When dealing with performance problems, I’ve noticed an alarming trend: Profiling seems to be something special! Profiling should be your first stop when trying to improve performance, and not pretend profiling either. When you profile a large system, you should profile parts of the production system.
Production Profiling 1.0.1
This doesn’t mean you have to put your profiling into production. I’ve often used a record / playback system for profiling. A recorder of sorts writes a binary log file detailing the actual actions of real users on the production system. A profiling system is then setup (after a few weeks of recording), and you play back the recording, capturing the profiling information. This method means that your users don’t experience bad performance because of the profiling instrumentation of the code.

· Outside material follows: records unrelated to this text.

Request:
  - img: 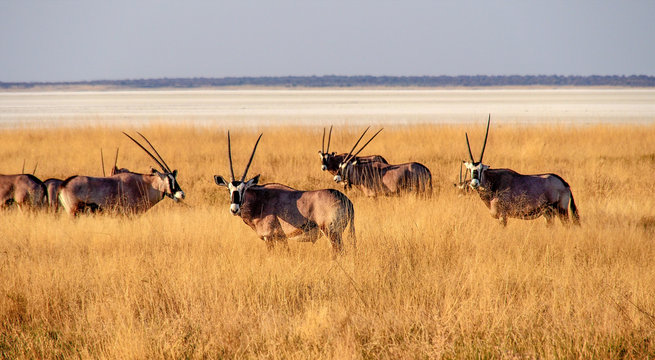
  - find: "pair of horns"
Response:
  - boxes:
[343,127,383,165]
[21,160,37,175]
[123,132,172,174]
[100,148,120,177]
[322,125,333,154]
[228,131,262,182]
[465,114,490,163]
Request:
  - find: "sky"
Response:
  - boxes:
[1,1,654,82]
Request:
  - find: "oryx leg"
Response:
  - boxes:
[543,206,556,226]
[488,198,507,226]
[556,193,571,225]
[297,226,321,243]
[258,216,288,252]
[322,225,344,256]
[262,236,276,251]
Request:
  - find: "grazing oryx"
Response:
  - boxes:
[45,149,129,212]
[463,115,580,226]
[319,126,388,175]
[214,132,355,255]
[58,133,184,215]
[335,128,432,197]
[0,174,47,210]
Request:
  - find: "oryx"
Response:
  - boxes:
[44,178,64,210]
[0,174,47,210]
[319,126,388,175]
[45,149,128,212]
[335,128,432,197]
[214,132,355,254]
[58,133,185,215]
[463,115,580,226]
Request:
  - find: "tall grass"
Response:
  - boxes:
[1,124,654,358]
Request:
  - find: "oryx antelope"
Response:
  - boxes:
[44,149,129,212]
[319,126,388,175]
[335,128,432,197]
[58,133,185,215]
[463,115,580,226]
[214,132,355,254]
[0,174,47,210]
[44,178,64,210]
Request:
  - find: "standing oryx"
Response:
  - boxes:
[335,128,432,197]
[0,174,47,210]
[58,133,185,215]
[319,126,388,176]
[214,132,355,255]
[44,149,128,212]
[462,115,580,226]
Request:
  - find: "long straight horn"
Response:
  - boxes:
[479,114,490,163]
[241,133,263,182]
[228,131,235,182]
[32,162,38,175]
[21,159,25,174]
[322,127,326,153]
[101,148,106,177]
[137,132,172,173]
[122,132,167,172]
[459,161,463,183]
[344,127,370,163]
[114,148,120,170]
[326,125,333,153]
[465,133,475,162]
[348,128,383,163]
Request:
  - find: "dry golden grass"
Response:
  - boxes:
[1,124,655,359]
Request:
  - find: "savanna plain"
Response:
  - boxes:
[1,90,655,359]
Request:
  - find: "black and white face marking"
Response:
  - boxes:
[214,175,259,216]
[227,181,245,215]
[154,169,185,201]
[464,162,488,189]
[318,151,336,171]
[168,170,185,201]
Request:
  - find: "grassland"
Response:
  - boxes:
[1,121,655,358]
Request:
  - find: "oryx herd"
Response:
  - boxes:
[1,116,580,254]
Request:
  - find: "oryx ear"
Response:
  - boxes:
[246,174,260,186]
[214,175,228,187]
[351,159,358,165]
[172,169,178,177]
[331,152,336,155]
[151,168,160,175]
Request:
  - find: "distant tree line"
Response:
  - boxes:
[2,75,655,89]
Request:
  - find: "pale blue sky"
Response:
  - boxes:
[1,1,653,82]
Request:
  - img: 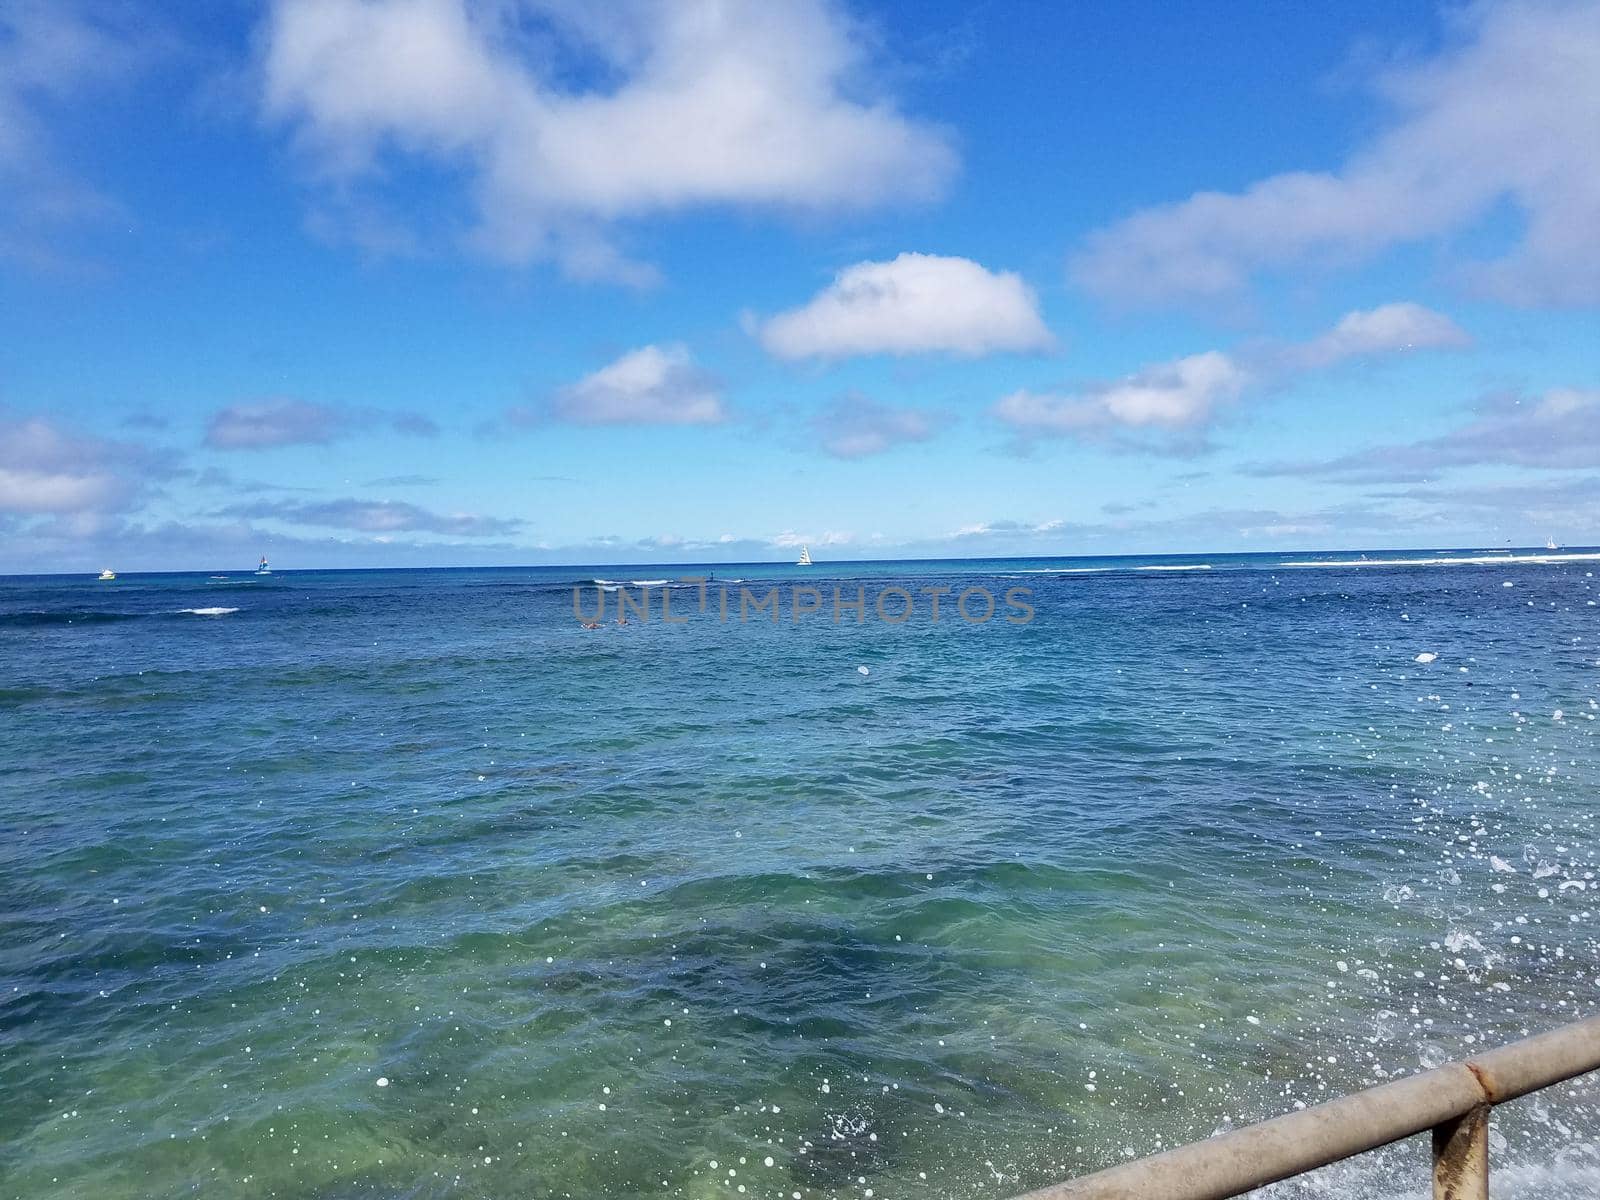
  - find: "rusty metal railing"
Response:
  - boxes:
[1010,1014,1600,1200]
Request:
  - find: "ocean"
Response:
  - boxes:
[2,550,1597,1198]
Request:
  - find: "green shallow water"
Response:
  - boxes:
[1,556,1597,1198]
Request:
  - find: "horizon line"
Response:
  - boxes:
[5,542,1595,580]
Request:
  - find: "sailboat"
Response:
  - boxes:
[97,568,116,581]
[796,545,813,566]
[1546,535,1559,551]
[255,556,272,576]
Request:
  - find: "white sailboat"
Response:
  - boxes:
[1546,535,1559,551]
[97,568,116,581]
[796,545,813,566]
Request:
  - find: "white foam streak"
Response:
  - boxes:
[1281,552,1600,569]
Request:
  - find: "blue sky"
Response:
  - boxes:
[1,0,1597,571]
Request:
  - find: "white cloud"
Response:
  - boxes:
[995,350,1250,439]
[1287,302,1470,369]
[0,414,173,515]
[1072,1,1600,307]
[0,465,122,514]
[949,518,1063,540]
[756,253,1054,360]
[813,394,944,457]
[551,344,724,426]
[993,301,1465,448]
[261,0,955,279]
[771,529,854,548]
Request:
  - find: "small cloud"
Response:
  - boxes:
[1285,303,1470,370]
[191,466,305,494]
[993,351,1249,447]
[204,398,438,449]
[120,412,169,431]
[362,474,439,488]
[1240,520,1333,538]
[636,533,685,549]
[218,497,521,537]
[205,399,344,449]
[549,344,724,426]
[389,412,440,438]
[755,252,1054,360]
[948,517,1065,540]
[813,394,946,458]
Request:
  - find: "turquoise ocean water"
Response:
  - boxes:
[2,549,1598,1198]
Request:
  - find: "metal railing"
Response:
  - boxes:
[1010,1014,1600,1200]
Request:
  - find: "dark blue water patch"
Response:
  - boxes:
[0,609,149,627]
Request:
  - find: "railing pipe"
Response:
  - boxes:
[1431,1105,1487,1200]
[1009,1014,1600,1200]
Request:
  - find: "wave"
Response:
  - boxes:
[1280,551,1600,569]
[1014,564,1215,575]
[589,578,706,590]
[175,607,239,616]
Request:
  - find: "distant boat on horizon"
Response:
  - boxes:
[97,568,116,581]
[1547,535,1559,551]
[796,545,813,566]
[255,556,272,575]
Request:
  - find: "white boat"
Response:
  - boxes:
[97,568,116,581]
[796,545,813,566]
[1546,535,1559,551]
[255,556,272,575]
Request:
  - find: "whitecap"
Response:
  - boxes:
[177,607,240,616]
[1280,551,1600,569]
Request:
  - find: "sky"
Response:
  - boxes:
[1,0,1598,572]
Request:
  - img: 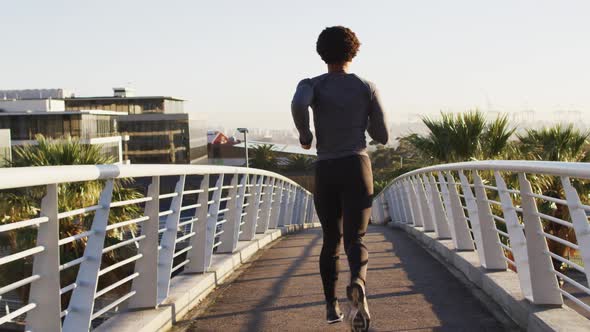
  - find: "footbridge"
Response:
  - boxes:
[0,162,590,331]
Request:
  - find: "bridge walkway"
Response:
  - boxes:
[173,225,509,331]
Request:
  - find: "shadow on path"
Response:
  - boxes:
[174,226,507,331]
[243,232,322,331]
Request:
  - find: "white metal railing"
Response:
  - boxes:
[0,164,315,331]
[372,160,590,317]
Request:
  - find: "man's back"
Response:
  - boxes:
[291,72,388,160]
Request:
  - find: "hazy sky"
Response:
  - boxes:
[2,0,589,128]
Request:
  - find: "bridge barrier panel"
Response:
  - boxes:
[0,164,316,331]
[373,160,590,330]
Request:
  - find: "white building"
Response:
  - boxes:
[0,98,66,113]
[0,88,73,99]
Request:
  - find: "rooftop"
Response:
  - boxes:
[0,110,123,116]
[65,96,185,102]
[233,140,317,156]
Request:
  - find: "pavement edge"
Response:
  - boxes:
[95,222,321,332]
[387,222,590,332]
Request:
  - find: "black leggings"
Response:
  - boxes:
[314,154,373,303]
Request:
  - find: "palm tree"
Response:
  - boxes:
[516,124,590,271]
[404,110,515,163]
[404,114,455,163]
[248,144,278,171]
[0,135,143,305]
[8,135,112,167]
[481,115,515,159]
[283,154,315,173]
[517,124,590,162]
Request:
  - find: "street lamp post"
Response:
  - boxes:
[237,128,249,168]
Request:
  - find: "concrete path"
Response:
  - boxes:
[173,225,506,331]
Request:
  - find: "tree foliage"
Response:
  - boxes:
[515,124,590,270]
[248,144,279,171]
[404,110,515,163]
[0,135,143,304]
[283,154,315,173]
[373,116,590,272]
[517,124,590,162]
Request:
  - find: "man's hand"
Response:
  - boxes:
[301,144,311,150]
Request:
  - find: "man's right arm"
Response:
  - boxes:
[291,79,314,147]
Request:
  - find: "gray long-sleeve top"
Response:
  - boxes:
[291,73,389,160]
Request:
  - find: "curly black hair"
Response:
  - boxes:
[316,26,361,64]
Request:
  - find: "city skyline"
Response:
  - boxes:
[207,109,589,131]
[2,1,590,128]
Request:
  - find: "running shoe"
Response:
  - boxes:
[347,280,371,332]
[326,299,344,324]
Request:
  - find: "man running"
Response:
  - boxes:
[291,26,389,332]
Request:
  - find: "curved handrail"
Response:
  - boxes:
[372,159,590,319]
[379,160,590,197]
[0,164,309,193]
[0,164,315,331]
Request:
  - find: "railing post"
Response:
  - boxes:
[299,191,307,225]
[415,176,435,232]
[445,171,475,251]
[26,184,61,332]
[129,176,160,309]
[63,180,114,332]
[312,195,317,223]
[278,182,289,227]
[185,175,210,273]
[303,191,309,224]
[437,172,455,234]
[384,192,392,222]
[471,171,506,270]
[383,188,394,223]
[401,182,415,225]
[427,173,451,238]
[459,170,492,265]
[235,174,248,239]
[302,191,307,224]
[494,171,533,300]
[269,180,284,228]
[294,189,303,224]
[560,176,590,280]
[256,177,274,233]
[399,183,411,224]
[380,191,389,224]
[217,173,240,253]
[282,184,293,226]
[519,173,563,304]
[292,186,300,225]
[240,175,263,240]
[293,187,300,224]
[306,194,314,223]
[458,171,481,247]
[395,185,405,223]
[408,178,424,227]
[376,191,385,224]
[372,194,379,223]
[391,186,398,223]
[376,190,386,224]
[301,192,309,224]
[286,184,297,225]
[206,174,224,257]
[157,175,186,301]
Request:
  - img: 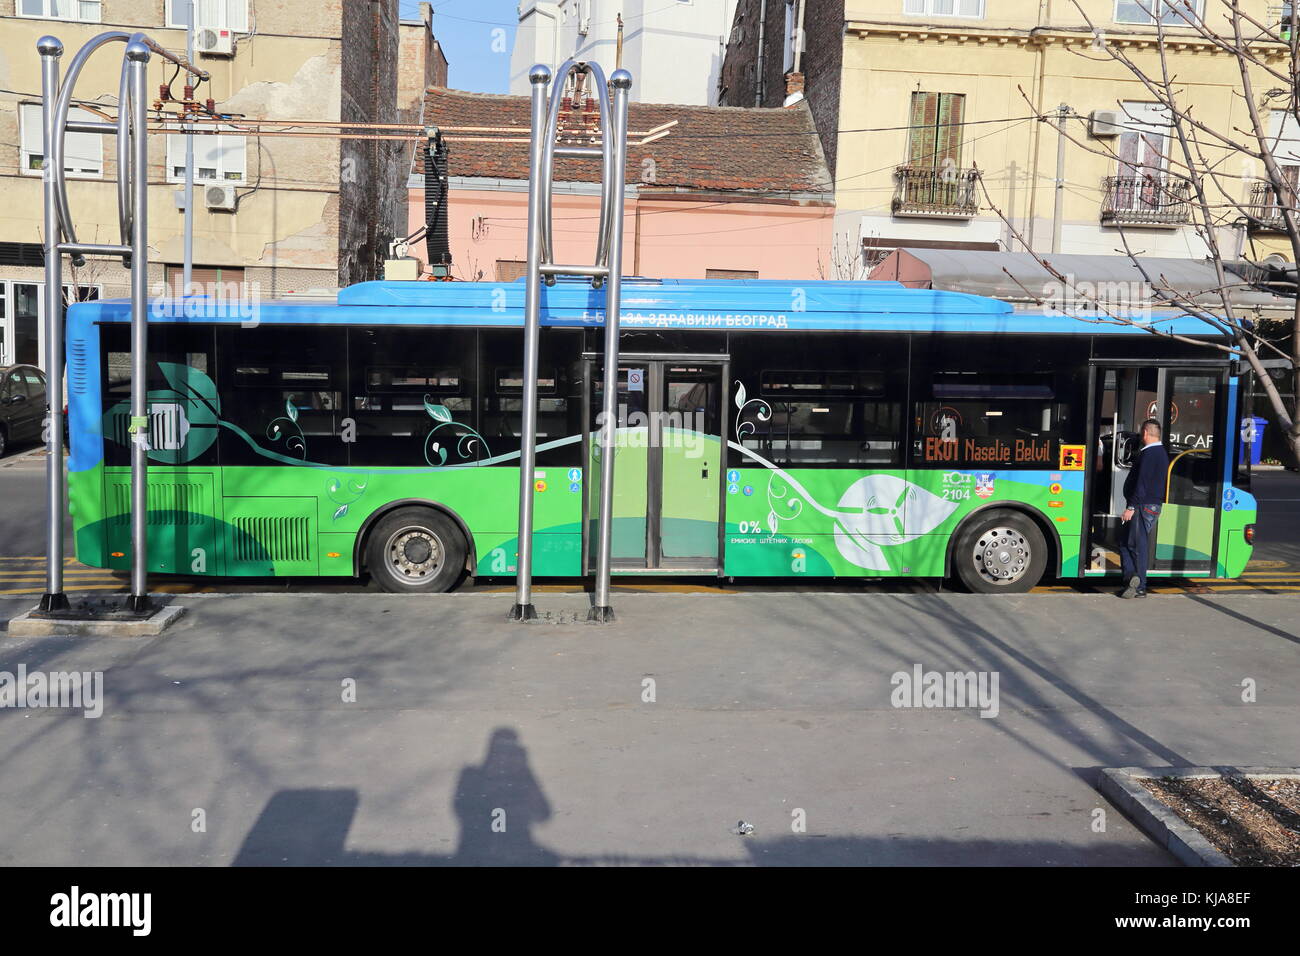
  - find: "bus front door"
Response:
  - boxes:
[585,358,725,572]
[1086,364,1223,576]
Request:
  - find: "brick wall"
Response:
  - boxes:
[718,0,844,177]
[338,0,400,288]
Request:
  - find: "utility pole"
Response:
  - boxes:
[183,0,195,293]
[1051,103,1067,255]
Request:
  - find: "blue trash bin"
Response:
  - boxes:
[1239,416,1268,465]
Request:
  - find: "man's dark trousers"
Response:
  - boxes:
[1119,503,1161,591]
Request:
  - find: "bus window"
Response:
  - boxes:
[729,332,908,469]
[913,372,1068,468]
[480,329,582,466]
[216,325,349,466]
[101,322,218,466]
[348,327,478,467]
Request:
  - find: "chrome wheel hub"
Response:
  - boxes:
[972,527,1030,584]
[387,526,443,581]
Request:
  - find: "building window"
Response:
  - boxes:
[1114,0,1201,24]
[1116,102,1171,175]
[18,0,102,22]
[20,104,103,177]
[166,129,247,184]
[166,0,250,32]
[907,91,966,169]
[495,260,527,282]
[705,269,759,279]
[782,1,804,73]
[903,0,985,18]
[166,265,247,299]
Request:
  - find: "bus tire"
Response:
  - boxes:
[952,509,1047,595]
[0,424,7,458]
[365,507,466,594]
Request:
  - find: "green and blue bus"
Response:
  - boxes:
[64,278,1256,593]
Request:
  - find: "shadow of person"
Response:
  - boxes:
[452,727,558,866]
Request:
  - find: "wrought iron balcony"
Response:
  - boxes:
[892,165,980,218]
[1100,174,1192,226]
[1246,178,1296,232]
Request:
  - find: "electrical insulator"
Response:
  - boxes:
[183,84,194,100]
[205,98,215,113]
[159,84,170,101]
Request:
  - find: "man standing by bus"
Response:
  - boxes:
[1119,418,1169,598]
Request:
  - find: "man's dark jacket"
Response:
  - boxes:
[1123,441,1170,508]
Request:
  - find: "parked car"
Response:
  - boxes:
[0,364,48,458]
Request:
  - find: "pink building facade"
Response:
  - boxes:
[406,89,834,282]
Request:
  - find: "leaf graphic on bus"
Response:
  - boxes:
[286,397,299,423]
[425,398,453,423]
[333,504,349,521]
[125,361,221,464]
[735,381,747,410]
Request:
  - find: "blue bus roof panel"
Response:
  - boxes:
[67,278,1229,337]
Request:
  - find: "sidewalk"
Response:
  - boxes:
[1,589,1297,865]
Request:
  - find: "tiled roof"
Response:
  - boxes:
[420,87,833,197]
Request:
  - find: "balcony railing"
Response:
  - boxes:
[1246,179,1297,232]
[892,165,980,218]
[1100,174,1192,226]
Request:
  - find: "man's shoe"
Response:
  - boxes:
[1135,588,1148,598]
[1119,575,1140,599]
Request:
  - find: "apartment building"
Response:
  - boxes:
[720,0,1296,274]
[511,0,738,105]
[0,0,438,370]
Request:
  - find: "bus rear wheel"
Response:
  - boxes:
[953,509,1047,594]
[365,507,467,593]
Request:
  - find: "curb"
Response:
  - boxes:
[1099,766,1300,867]
[6,603,187,638]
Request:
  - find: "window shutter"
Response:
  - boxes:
[20,105,43,159]
[65,107,102,174]
[908,92,939,167]
[218,134,247,180]
[936,93,964,168]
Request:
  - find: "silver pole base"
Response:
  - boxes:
[38,591,70,612]
[508,603,538,622]
[586,605,616,624]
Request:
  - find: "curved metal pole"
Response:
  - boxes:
[37,36,68,613]
[538,60,614,272]
[116,56,133,258]
[51,30,132,265]
[509,64,552,622]
[538,58,576,267]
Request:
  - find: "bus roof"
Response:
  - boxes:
[68,277,1228,337]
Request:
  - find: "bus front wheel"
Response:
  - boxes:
[952,509,1047,595]
[365,507,467,593]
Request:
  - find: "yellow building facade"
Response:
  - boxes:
[0,0,422,369]
[723,0,1295,274]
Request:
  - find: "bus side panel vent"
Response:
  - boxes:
[69,339,89,395]
[110,481,206,526]
[232,515,311,564]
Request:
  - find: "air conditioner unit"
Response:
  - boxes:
[1090,109,1124,138]
[195,26,234,56]
[205,184,237,212]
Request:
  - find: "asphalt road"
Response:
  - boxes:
[2,444,1297,596]
[1,587,1296,866]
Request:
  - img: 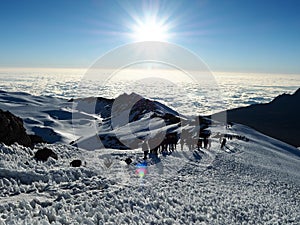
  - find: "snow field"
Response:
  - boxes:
[0,123,299,224]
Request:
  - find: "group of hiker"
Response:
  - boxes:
[142,133,179,160]
[222,133,249,142]
[141,123,251,159]
[141,129,214,160]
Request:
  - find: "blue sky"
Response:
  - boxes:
[0,0,299,74]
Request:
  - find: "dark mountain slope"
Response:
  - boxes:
[213,88,300,147]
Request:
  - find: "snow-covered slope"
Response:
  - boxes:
[0,123,299,224]
[71,92,185,150]
[0,90,79,144]
[0,91,184,150]
[0,90,300,224]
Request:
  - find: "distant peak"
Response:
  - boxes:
[115,92,145,101]
[293,88,300,96]
[270,88,300,103]
[117,92,143,98]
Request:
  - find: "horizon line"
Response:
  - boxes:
[0,66,299,76]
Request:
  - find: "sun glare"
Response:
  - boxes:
[131,18,170,42]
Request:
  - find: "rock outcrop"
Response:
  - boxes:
[0,109,32,147]
[34,147,58,162]
[70,159,82,167]
[125,158,132,165]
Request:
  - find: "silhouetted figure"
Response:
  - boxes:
[181,129,192,151]
[208,138,212,149]
[167,135,172,152]
[197,138,203,150]
[171,135,176,151]
[219,136,223,144]
[174,134,179,150]
[142,140,149,160]
[148,136,160,157]
[168,134,178,152]
[221,138,227,149]
[163,136,169,153]
[186,137,194,151]
[204,138,209,149]
[180,138,184,150]
[153,146,159,156]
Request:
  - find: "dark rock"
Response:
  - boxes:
[0,109,32,147]
[70,159,82,167]
[213,88,300,147]
[29,134,46,145]
[125,157,132,165]
[34,148,58,162]
[207,165,213,170]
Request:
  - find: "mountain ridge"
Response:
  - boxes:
[213,88,300,147]
[1,89,299,149]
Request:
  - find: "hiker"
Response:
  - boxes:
[219,136,223,144]
[186,137,194,151]
[221,138,227,149]
[197,138,203,150]
[167,134,174,152]
[162,136,167,153]
[142,140,149,160]
[180,137,184,150]
[170,134,178,151]
[160,137,168,153]
[208,138,212,149]
[148,136,160,157]
[204,137,209,149]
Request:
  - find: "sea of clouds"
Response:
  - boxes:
[0,68,299,116]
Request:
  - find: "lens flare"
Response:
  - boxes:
[135,161,148,178]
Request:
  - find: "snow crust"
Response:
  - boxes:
[0,124,299,224]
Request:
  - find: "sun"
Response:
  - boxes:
[130,18,170,42]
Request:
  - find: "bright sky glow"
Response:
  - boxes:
[130,18,170,42]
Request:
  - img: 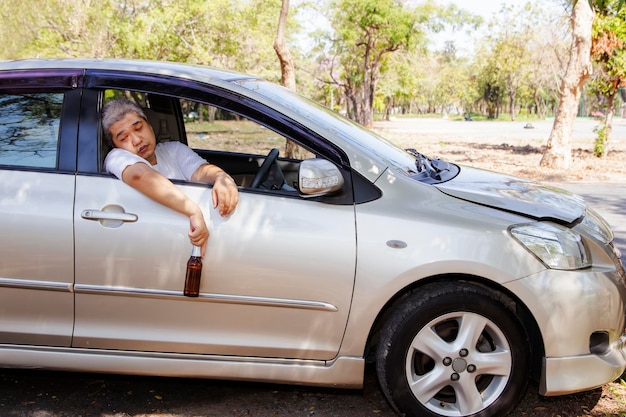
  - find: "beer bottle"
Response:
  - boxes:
[184,245,202,297]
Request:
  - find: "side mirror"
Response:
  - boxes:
[299,159,344,196]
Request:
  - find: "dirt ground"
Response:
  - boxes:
[372,117,626,183]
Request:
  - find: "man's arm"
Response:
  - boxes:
[191,163,239,217]
[121,162,209,252]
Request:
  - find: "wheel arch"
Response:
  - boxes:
[364,273,545,382]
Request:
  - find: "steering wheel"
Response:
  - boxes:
[250,148,280,188]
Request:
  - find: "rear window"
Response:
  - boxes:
[0,93,63,168]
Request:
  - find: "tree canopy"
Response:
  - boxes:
[0,0,286,79]
[1,0,625,161]
[587,0,626,156]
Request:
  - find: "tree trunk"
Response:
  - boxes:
[605,92,614,151]
[347,70,376,128]
[509,90,516,121]
[540,0,594,169]
[273,0,307,159]
[534,93,547,119]
[359,80,375,128]
[599,92,615,157]
[273,0,296,91]
[384,97,392,121]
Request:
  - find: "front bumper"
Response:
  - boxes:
[540,333,626,395]
[505,256,626,396]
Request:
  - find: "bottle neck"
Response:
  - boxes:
[191,245,202,257]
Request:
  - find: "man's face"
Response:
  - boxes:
[109,111,157,164]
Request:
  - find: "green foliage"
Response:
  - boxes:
[320,0,485,125]
[593,123,608,156]
[590,0,626,87]
[472,2,557,120]
[586,0,626,155]
[0,0,603,127]
[329,0,423,80]
[0,0,286,78]
[587,0,625,12]
[322,0,430,124]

A common answer to a slow system is to start caching some of the information. But what information should you cache? How long should it be lived? How big should to cache be? Most decent caching systems offer metrics that will tell you what the cache is doing, use this information! There’s not point in gathering information you don’t use.
Finally, there are parts of your system you will always want to know about. These parts should continuously feed you information about their performance, information like:
- How often that special piece of optimized code is actually being used
- How much memory is being consumed in the process
- How long it takes to execute
- Both the entire process, and key sub-parts of the process
- Which users make the most use of the feature
- How often that area of the system is used by day / week / month
If you’re using Java, I would strongly recommend looking into writing some MBeans. JConsole will give you graphing of your stats for free, and also makes it very easy to create custom views of you MBeans.
Measured insight into your system is possibly the only way to truly improve the performance of a system.